La procédure générale d’autorisation pour de nouveaux aliments est décrite dans le règlement (UE) 2015/2283. L’un de ces principes clés est la mise en place d’un système d’autorisations génériques. Pour autant, ce système très ouvert comporte une exception importante de par la possibilité de l’octroi d’une « protection des données ».

Katia Merten-Lentz, membre fondateur de FoodLawScience & Partners.
Katia Merten-Lentz, membre fondateur de FoodLawScience & Partners.
© FLS

La protection des données a été introduite par l’article 26 du règlement sur les nouveaux aliments qui prévoit que la Commission européenne peut, à la demande du demandeur, consentir à ce que les preuves utilisées et nouvellement établies ne soient pas utilisées au profit d’une demande ultérieure, sans l’accord du demandeur initial.

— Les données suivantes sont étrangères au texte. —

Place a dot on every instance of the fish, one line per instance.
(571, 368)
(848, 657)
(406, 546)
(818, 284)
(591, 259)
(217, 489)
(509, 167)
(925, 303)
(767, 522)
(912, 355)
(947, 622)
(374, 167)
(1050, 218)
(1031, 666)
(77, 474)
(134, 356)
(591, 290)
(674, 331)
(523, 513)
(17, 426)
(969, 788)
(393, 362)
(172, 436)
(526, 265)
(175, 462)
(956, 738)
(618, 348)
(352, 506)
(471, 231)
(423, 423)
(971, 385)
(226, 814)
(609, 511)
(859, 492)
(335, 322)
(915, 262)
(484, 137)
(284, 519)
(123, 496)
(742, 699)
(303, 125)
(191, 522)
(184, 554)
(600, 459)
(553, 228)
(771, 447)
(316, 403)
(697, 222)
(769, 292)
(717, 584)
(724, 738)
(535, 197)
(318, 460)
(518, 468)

Ce régime ne s’applique, toutefois, pas aux notifications, c’est-à-dire aux demandes concernant la mise sur le marché européen, d’aliments traditionnels en provenance de pays tiers.

Exclusivité commerciale

Contrairement à ce que son nom indique, cette protection des données ne consiste pas en une protection de la confidentialité des données ou d’un enregistrement pour la protection de la propriété intellectuelle. Il s’agit, en réalité, d’une exclusivité commerciale qui est accordée au bénéficiaire d’une autorisation pour un nouvel aliment. Ainsi, celui-ci sera le seul à pouvoir mettre l’aliment autorisé sur le marché de l’Union européenne, les données protégées ne pouvant plus être utilisées au profit d’une demande ultérieure pendant la période prescrite (au maximum cinq ans) à compter de la date d’autorisation.

Cette exclusivité vise à récompenser la recherche et le développement et à encourager l’innovation. En effet, les dossiers de nouveaux aliments étant très coûteux, cela permet aux entreprises de bénéficier d’une avance commerciale sur les concurrents potentiels et, ainsi, d’amortir les investissements initiaux. Elle a aussi pour conséquence de contraindre les autres opérateurs désireux de placer sur le marché le même nouvel ingrédient, à soumettre, à leur tour, et sur la base de leurs propres données, une demande d’autorisation.

Un accord commercial avec le demandeur initial

Une autre option consiste à conclure un accord commercial avec le demandeur initial, en vue de commercialiser le produit autorisé (par exemple, sous la forme d’une licence d’exploitation) ou, à tout le moins, d’utiliser les données scientifiques protégées pour leur propre dossier et de faciliter d’autant la préparation de celui-ci.

En toute hypothèse, ces négociations se font entre les entreprises concernées, la Commission européenne n’étant plus impliquée à ce stade. Elle devra, cependant, être informée si un demandeur ultérieur est autorisé à commercialiser le produit, car cela implique de modifier la liste européenne des bénéficiaires de l’autorisation. Le nouveau demandeur devra soumettre une demande d’extension d’usage via la plateforme de la chaîne alimentaire de soumission électronique de la Commission européenne. Cette demande doit inclure une description de l’accord commercial, ainsi que le nom de la partie et une déclaration indiquant que le produit destiné à être mis sur le marché est identique à celui qui a été autorisé.

Cette protection demeurant une exception à la règle des autorisations génériques, trois exigences, strictes, conditionnent son octroi.

La demande de protection doit être introduite en même temps que la soumission du dossier, et établir que les preuves ou données scientifiques sont, non seulement, couvertes par un droit de propriété exclusive au bénéfice du demandeur, mais également, nouvelles/inédites. Surtout, les autorités doivent être convaincues qu’elles n’auraient pas été en mesure d’évaluer, et donc d’autoriser, le nouvel aliment sans les preuves fournies.

Le champ de ce régime de protection est donc bien circonscrit et n’est censé concerner que des demandes ayant nécessité des travaux de recherche et développement coûteux et « sur mesure ».

Il est intéressant, toutefois, de relever que depuis l’entrée en vigueur du règlement, la Commission européenne semble accorder assez facilement cette protection à ceux qui la demandent. En revanche, les accords commerciaux entre les bénéficiaires et des opérateurs concurrents restent, à ce jour, assez rares, mais devraient se multiplier à mesure que les opérateurs auront pris conscience du gain de temps et d’argent qu’un tel partenariat constitue.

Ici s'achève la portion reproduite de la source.